Семён вскочил, заставил подняться верблюда.
Куда бежать? Где прятаться? Раз в жизни видел Семён гнев восточного бога, чудом выжил в прошлый раз и теперь не знал, как поступать перед лицом жгучей смерти.
Многолетняя привычка повелевала молчать, покуда хозяин выстаивает молитву, но всё же Семён не выдержал и закричал:
— Буря!
Муса, молитвенно сложивший руки у груди, и ухом не повёл в ответ на крик раба, но мавла Ибрагим, чернокожий абиссинец, обернулся и вскочил, нарушив пятничное благолепие.
— О, Аллах!
Семён уже бежал вверх по бархану, стремясь уйти как можно выше. Там сильнее ветер и будет труднее дышать, но тех, кто останется в низине, засыплет песком, когда двинется по ветру недвижная покуда волна. Верблюд колыхал следом опавшими от недокорма боками. Он тоже почуял беду, и его не надо было торопить и понукать.
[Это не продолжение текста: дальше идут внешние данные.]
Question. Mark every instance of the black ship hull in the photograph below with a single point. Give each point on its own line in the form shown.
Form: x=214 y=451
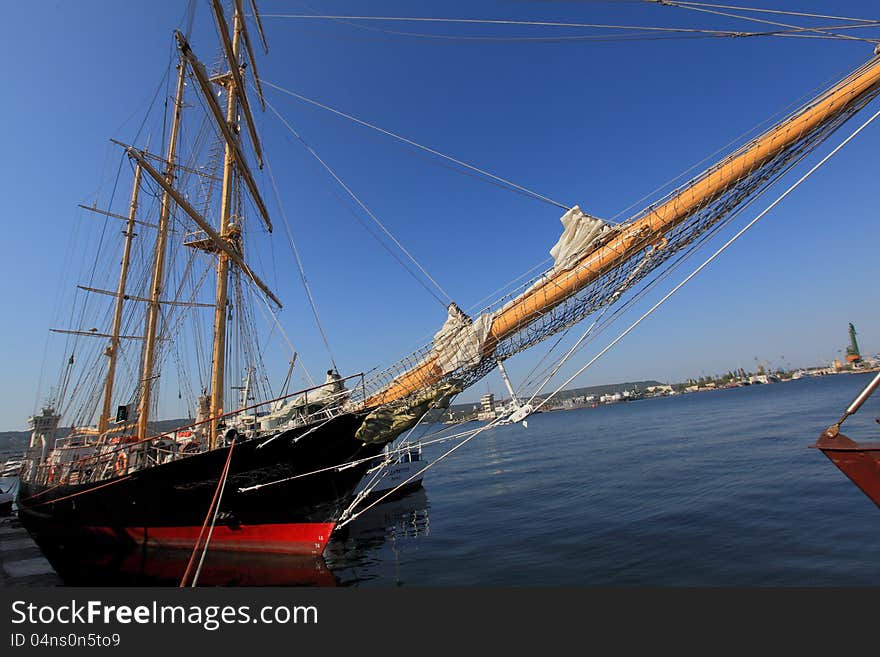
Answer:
x=273 y=501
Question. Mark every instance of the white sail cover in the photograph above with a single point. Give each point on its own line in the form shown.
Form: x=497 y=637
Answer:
x=579 y=231
x=459 y=343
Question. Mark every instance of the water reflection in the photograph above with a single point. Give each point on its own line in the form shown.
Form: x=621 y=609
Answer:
x=372 y=546
x=353 y=555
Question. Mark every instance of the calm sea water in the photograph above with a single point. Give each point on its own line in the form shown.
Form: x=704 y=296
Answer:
x=707 y=489
x=714 y=488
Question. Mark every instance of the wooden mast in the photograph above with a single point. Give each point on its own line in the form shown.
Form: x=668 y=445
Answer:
x=113 y=348
x=218 y=361
x=654 y=223
x=159 y=263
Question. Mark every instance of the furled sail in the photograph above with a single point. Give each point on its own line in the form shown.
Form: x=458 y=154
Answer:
x=580 y=231
x=594 y=264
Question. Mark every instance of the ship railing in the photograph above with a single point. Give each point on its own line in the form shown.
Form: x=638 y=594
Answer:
x=129 y=455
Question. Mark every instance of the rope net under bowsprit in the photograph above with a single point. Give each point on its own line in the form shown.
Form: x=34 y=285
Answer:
x=465 y=350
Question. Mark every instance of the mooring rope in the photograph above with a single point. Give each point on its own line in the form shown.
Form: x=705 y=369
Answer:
x=215 y=507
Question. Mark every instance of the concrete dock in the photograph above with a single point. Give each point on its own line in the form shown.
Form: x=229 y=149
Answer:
x=21 y=562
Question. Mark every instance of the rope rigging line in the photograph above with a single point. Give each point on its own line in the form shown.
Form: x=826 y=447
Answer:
x=347 y=519
x=793 y=29
x=302 y=272
x=646 y=29
x=368 y=211
x=711 y=258
x=768 y=11
x=410 y=142
x=214 y=508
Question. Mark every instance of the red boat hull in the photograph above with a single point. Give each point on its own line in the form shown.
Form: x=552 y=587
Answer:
x=283 y=538
x=858 y=461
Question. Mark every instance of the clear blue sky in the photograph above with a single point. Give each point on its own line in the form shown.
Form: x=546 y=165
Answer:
x=594 y=124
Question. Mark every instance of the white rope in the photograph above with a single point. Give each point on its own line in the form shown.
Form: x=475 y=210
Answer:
x=377 y=475
x=710 y=259
x=214 y=519
x=361 y=204
x=776 y=11
x=350 y=464
x=344 y=521
x=484 y=21
x=302 y=273
x=410 y=142
x=793 y=29
x=303 y=435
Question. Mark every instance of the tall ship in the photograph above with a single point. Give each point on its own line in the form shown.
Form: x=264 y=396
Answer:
x=269 y=470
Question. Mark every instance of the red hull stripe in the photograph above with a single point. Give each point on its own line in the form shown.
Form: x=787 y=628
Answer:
x=288 y=538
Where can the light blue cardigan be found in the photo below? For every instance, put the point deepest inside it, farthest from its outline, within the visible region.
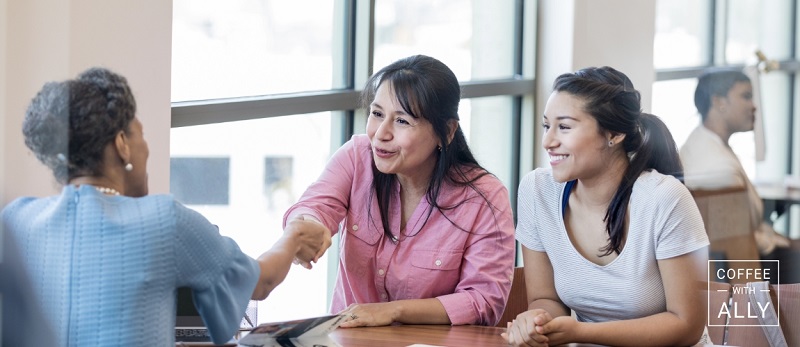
(106, 268)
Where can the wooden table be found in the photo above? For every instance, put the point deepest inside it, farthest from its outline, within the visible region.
(437, 335)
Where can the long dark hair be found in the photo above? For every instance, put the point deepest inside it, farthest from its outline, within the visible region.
(610, 98)
(426, 88)
(68, 124)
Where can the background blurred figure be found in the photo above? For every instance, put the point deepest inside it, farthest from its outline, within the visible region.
(105, 259)
(724, 99)
(607, 231)
(427, 233)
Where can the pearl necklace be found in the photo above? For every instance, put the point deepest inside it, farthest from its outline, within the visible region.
(106, 190)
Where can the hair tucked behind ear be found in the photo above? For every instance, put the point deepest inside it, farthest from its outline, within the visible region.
(68, 124)
(610, 98)
(426, 88)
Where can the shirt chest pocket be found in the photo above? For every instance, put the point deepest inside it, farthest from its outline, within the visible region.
(433, 273)
(437, 259)
(361, 229)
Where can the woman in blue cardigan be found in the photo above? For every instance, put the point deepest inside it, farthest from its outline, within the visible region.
(105, 259)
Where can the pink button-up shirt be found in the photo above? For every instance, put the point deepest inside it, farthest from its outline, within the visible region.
(468, 271)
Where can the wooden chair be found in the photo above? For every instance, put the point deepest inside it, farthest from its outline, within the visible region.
(789, 312)
(726, 216)
(787, 309)
(743, 330)
(517, 299)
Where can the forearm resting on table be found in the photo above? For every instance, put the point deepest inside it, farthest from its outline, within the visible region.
(662, 329)
(275, 264)
(420, 311)
(553, 307)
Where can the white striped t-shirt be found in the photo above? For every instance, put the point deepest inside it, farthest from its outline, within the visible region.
(664, 223)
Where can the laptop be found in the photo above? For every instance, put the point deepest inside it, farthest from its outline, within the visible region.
(189, 325)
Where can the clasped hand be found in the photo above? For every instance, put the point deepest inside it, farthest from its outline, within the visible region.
(312, 238)
(537, 328)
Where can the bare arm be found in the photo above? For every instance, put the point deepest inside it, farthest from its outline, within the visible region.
(413, 311)
(303, 239)
(540, 285)
(543, 302)
(682, 323)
Тьма на горизонте больше не казалась стеной, она клубилась и не приближалась, а словно взбухала, заглатывая небо и землю. Вокруг было тихо, хасмин — палящий ветер — улёгся, паутинка не колыхнётся, но воздух как бы приготовился взвыть и звенел от томительного ожидания.
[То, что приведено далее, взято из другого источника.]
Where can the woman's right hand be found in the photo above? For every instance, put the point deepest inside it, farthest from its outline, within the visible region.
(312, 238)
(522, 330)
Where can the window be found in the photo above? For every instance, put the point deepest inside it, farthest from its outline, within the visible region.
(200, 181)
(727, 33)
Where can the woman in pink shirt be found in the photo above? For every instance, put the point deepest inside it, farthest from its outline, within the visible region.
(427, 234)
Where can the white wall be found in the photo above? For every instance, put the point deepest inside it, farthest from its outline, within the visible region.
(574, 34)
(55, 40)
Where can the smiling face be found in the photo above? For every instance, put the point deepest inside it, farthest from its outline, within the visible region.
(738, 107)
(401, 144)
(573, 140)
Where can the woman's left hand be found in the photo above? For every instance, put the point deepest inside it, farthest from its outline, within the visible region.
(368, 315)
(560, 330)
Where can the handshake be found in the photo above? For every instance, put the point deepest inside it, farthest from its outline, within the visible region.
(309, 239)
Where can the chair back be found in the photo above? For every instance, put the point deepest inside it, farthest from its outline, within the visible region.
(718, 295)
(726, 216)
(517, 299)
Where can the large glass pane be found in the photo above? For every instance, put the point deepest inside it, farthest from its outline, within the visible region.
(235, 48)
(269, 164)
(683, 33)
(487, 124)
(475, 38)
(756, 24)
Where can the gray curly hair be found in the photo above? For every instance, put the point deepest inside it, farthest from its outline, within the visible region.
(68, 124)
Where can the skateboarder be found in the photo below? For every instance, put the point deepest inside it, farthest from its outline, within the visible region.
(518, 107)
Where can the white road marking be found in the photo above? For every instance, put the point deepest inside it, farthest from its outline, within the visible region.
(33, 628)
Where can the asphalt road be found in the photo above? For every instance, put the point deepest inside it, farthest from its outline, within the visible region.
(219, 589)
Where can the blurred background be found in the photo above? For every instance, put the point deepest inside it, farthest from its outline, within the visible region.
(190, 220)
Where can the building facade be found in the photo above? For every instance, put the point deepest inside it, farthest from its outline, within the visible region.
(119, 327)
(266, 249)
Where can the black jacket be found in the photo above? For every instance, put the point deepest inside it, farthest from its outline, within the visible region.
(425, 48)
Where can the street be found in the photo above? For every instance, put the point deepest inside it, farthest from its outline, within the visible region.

Семён обхватил верблюда за шею, уложил на песок, сам повалился рядом, ткнувшись в вонючий верблюжий бок и поджав ноги, чтобы можно было, коли милует господь, со всей силой выбираться из песчаной могилы. Он ещё успел запахнуть лицо краем куфии, а потом сверху обрушился первый удар.
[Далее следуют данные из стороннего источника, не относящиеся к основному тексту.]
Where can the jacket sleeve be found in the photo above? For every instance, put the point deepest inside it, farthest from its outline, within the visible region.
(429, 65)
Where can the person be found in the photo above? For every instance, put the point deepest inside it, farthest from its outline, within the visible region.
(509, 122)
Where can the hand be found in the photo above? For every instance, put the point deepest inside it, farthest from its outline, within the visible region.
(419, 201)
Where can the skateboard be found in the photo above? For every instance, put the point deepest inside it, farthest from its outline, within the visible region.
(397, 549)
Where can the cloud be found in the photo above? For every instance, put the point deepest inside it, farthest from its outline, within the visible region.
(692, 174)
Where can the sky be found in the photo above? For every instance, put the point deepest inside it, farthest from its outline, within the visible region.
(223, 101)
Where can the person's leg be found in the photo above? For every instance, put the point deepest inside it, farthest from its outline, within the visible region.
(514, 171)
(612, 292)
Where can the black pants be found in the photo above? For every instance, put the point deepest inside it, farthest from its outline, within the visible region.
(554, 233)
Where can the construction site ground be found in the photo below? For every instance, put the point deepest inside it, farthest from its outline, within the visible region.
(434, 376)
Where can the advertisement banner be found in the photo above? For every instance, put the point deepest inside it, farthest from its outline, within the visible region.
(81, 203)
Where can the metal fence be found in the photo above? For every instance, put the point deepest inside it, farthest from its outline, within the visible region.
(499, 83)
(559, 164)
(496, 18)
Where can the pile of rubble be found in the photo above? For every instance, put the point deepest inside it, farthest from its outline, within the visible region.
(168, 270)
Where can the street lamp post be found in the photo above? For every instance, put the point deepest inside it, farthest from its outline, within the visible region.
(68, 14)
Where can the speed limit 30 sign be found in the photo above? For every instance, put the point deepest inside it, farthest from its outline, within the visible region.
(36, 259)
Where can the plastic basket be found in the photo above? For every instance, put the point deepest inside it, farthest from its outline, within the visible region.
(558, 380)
Семён ничего не видел и, сберегая глаза, не пытался подсмотреть. Он лишь услышал нарастающий рёв, словно все джинны, заточённые царём Сулейманом, разом вырвались на волю и бушуют, стараясь сокрушить миропорядок. В первое мгновение Семёна стегнуло ветром, потом он почувствовал, как обжимает тело копящийся вокруг преграды песок.
Верблюд судорожно дёргался, несколько раз порывался встать, но ветер валил его обратно. Семён бился в такт рывкам животины, понимая, что только в заветреннем месте, под прикрытием верблюжьей туши можно умудриться чем-то дышать. А то ни куфия не спасёт, ни густая борода: набьётся пыль в горло, нутро иссушит так, что и червь могильный в тебе пропитания не найдёт — останешься лежать в песке нетленными мощами.
Семён не помнил себя, не понимал уже, что с ним творится, а вскоре и рыпаться перестал, придушенный ожигающим небытием.
Сознание не возвращалось, некуда ему было возвращаться, просто затосковала истекающая душа, и Семён на минуту почувствовал, что лежит плотно зажатый и нет ни воздуха, ни иного поддержания жизни. Тут бы самое время смириться, отпустить душу к отцу небесному, благо что мера страданий перейдена, и нет для него ни боли, ни жары. Мирно отойти можно. Но Семён напрягся зачем-то, заколотился, стараясь разбросать песок. Песок не пускал, однако с одного краю оказалось податливое брюхо верблюда. Туда и устремил Семён свои усилия, словно в самое чрево хотел вползти. Верблюд с хриплым стоном поднялся, и следом родился из песчаной тьмы Семён.